Segue un bizzarro confronto fra la Chiesa umile e povera de' tempi di
san Pietro, e la suntuosa e potente di Giulio; quello si gloria d'aver
guadagnato migliaja d'anime a Cristo; questo d'aver arricchito la
Chiesa. San Pietro lo manda a fabbricarsi con quelle ricchezze un
paradiso, chè in questo e' nol riceverà. Giulio minaccia por l'assedio
al paradiso, ed entrarvi di forza coi 60 mila uomini che perirono nelle
sue guerre; onde alfine san Pietro dice non meravigliarsi se, con tali
uomini a capo, sì pochi or giungano al paradiso.
[342] Avremo a parlarne di nuovo. Possono vedersi
AD. MUELLER, _Vita di Erasmo di Rotterdam_. Amburgo 1828.
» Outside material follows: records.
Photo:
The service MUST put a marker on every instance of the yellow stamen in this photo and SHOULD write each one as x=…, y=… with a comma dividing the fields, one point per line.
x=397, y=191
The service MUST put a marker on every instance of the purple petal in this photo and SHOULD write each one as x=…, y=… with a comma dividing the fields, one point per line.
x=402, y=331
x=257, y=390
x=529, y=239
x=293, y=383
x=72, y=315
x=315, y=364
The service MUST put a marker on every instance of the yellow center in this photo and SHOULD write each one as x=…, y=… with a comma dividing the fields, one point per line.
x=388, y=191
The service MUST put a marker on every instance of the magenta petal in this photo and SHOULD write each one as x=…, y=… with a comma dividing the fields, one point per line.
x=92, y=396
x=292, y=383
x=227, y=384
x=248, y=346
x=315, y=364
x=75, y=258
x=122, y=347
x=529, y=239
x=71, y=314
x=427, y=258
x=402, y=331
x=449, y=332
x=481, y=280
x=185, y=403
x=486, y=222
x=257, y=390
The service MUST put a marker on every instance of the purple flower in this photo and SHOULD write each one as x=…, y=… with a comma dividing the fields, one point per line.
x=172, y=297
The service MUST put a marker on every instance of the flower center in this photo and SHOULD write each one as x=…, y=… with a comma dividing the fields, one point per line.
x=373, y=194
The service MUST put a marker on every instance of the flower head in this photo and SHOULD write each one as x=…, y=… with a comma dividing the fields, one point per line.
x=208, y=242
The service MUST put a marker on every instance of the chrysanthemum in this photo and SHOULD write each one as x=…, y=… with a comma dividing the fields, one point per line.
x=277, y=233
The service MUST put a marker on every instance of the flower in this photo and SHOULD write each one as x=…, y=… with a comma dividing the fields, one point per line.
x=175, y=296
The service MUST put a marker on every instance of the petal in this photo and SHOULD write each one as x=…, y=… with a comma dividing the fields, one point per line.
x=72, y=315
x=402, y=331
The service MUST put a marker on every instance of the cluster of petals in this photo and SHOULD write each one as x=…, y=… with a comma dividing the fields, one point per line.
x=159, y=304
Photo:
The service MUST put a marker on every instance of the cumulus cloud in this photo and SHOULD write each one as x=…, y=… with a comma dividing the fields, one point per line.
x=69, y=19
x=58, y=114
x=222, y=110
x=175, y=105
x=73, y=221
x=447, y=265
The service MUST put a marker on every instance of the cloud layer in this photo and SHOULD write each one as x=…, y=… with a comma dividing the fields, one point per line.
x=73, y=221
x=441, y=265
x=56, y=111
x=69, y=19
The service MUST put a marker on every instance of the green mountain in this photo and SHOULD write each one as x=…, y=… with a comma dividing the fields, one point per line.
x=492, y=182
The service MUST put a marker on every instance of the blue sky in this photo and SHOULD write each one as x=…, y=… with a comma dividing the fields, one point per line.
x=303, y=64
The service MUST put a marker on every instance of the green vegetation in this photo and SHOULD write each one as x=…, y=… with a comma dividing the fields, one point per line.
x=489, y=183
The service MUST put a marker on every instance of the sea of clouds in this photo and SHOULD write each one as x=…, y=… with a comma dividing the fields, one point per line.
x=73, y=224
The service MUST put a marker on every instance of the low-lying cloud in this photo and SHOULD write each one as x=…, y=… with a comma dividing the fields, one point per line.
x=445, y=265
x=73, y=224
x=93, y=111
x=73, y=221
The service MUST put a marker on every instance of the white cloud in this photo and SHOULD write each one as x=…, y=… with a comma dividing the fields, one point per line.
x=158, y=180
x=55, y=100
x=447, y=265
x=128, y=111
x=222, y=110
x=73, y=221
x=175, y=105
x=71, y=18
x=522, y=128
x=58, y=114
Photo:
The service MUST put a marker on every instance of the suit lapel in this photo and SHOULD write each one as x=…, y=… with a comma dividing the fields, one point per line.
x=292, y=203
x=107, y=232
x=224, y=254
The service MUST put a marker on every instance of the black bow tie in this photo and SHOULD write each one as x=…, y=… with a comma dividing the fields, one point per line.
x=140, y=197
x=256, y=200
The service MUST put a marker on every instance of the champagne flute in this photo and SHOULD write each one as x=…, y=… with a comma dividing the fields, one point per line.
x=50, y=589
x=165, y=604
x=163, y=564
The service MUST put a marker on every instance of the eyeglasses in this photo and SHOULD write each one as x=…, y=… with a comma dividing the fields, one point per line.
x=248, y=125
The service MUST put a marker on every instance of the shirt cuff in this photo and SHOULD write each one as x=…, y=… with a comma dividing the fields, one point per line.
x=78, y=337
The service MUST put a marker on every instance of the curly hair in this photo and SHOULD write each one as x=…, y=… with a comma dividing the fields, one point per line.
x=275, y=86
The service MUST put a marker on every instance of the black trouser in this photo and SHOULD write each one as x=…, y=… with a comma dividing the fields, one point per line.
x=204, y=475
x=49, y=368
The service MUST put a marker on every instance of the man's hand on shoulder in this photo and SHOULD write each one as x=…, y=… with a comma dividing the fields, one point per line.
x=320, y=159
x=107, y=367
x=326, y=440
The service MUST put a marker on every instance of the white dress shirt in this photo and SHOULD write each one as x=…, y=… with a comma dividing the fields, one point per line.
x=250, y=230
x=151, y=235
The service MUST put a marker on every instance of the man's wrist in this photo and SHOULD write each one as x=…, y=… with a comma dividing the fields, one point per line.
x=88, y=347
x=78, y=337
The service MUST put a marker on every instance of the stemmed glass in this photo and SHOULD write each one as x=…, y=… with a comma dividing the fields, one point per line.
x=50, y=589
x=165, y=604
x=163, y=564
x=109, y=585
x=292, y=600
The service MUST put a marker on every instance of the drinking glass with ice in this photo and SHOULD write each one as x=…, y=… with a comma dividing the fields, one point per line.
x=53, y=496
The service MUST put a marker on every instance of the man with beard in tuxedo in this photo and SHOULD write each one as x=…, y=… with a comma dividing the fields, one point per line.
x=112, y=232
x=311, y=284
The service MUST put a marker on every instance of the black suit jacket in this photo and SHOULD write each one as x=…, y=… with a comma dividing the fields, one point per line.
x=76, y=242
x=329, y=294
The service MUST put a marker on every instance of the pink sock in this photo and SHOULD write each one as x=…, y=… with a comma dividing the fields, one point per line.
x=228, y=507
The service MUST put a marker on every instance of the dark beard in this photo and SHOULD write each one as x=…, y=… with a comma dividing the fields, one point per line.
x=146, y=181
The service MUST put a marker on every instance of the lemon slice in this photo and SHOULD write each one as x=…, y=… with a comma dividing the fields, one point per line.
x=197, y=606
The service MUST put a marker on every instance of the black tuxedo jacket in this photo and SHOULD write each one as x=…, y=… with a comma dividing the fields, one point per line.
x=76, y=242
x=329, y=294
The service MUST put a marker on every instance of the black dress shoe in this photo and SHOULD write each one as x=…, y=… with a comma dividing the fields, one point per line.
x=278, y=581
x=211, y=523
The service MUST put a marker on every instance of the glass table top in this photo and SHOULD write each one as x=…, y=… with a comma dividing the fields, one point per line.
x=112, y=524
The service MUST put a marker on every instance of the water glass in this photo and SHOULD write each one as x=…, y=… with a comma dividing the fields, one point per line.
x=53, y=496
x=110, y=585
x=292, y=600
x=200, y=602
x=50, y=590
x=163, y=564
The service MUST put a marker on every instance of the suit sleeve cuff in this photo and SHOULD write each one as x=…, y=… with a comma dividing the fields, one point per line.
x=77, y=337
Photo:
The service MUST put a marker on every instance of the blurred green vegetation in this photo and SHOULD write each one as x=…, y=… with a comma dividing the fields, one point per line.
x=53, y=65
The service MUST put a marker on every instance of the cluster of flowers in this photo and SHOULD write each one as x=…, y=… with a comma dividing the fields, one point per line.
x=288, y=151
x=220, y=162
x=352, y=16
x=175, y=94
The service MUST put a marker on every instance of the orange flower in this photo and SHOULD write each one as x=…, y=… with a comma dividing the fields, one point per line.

LIEBERKUEN, _De Erasmi ingenio et doctrina_. Jena 1860.


DISCORSO XV.
LUTERO, LE INDULGENZE, LA BIBBIA.

Tutto era dunque non solo preparato, ma incamminato, sia l'attacco o il
riparo, sia la critica o lo scherno, sia la riforma amorevole o la
demolitrice, allorchè, come tant'altri tedeschi, a Roma capitò, mandato
per non so quale controversia insorta fra' suoi Agostiniani, frà Martin
Lutero. Nato ad Eisleben l'anno che il Savonarola cominciò a predicare a
Firenze, visto morire improvvisamente un amico, si spaventò di cascare
impreparato nelle mani di Dio; onde resosi monaco, e disgustato d'ogni
altra lettura a confronto della Bibbia, prega, digiuna, si mortifica; va
alla questua, adempie i bassi uffizj del convento. Quando fu ordinato
prete a Erfurt, diede la solita promessa di vivere e morire nel seno
della santa Chiesa cattolica e obbedirla come madre, e nel celebrare la
prima messa talmente si sentì compreso da quei misteri, che côlto da un
tremito universale, a stento terminò.
Presto venuto in fama di abile teologo e predicante, fu messo professore
di teologia alla recente università di Wittenberg, e delle arguzie di
Erasmo contro il papa indignavasi a segno, che diceva, recherebbe egli
stesso le fascine per bruciarlo. Ma l'orgoglio del proprio sapere e
l'idolatria di se stesso lo invade: e spedito di qua dell'Alpi, non ci
porta affetto ed entusiasmo, bensì dispetto, opposizione, censura. In
Lombardia trova dapertutto «ospedali ben fabbricati, ben provisti, con
buona dieta, servigiali attenti, medici esperti, letti e biancherie
pulite, l'interno degli edifizj ornato a pitture; appena un malato v'è
condotto, gli si tolgono gli abiti, tenendone nota per restituirli; è
vestito d'un palandrano bianco, messo in un buon letto; gli si menano
due medici; gli spedalinghi dangli a mangiare e bere in vetri limpidi,
che toccano appena colle dita. Poi signore e matrone onorevoli vengono
per servire i poveri, velate di modo che non si sa chi sieno». A Firenze
vede ricoveri, ove i gettatelli sono nutriti che meglio non si potrebbe,
allevati, istruiti, tutti in abito uniforme. Dapertutto poi eccellenti i
collegi, quanto erano male condotti altrove[343]. Ma l'anima sua,
sprovvista d'amore come d'umiltà, nulla comprende alla poesia del nostro
cielo, delle nostre arti, della nostra storia.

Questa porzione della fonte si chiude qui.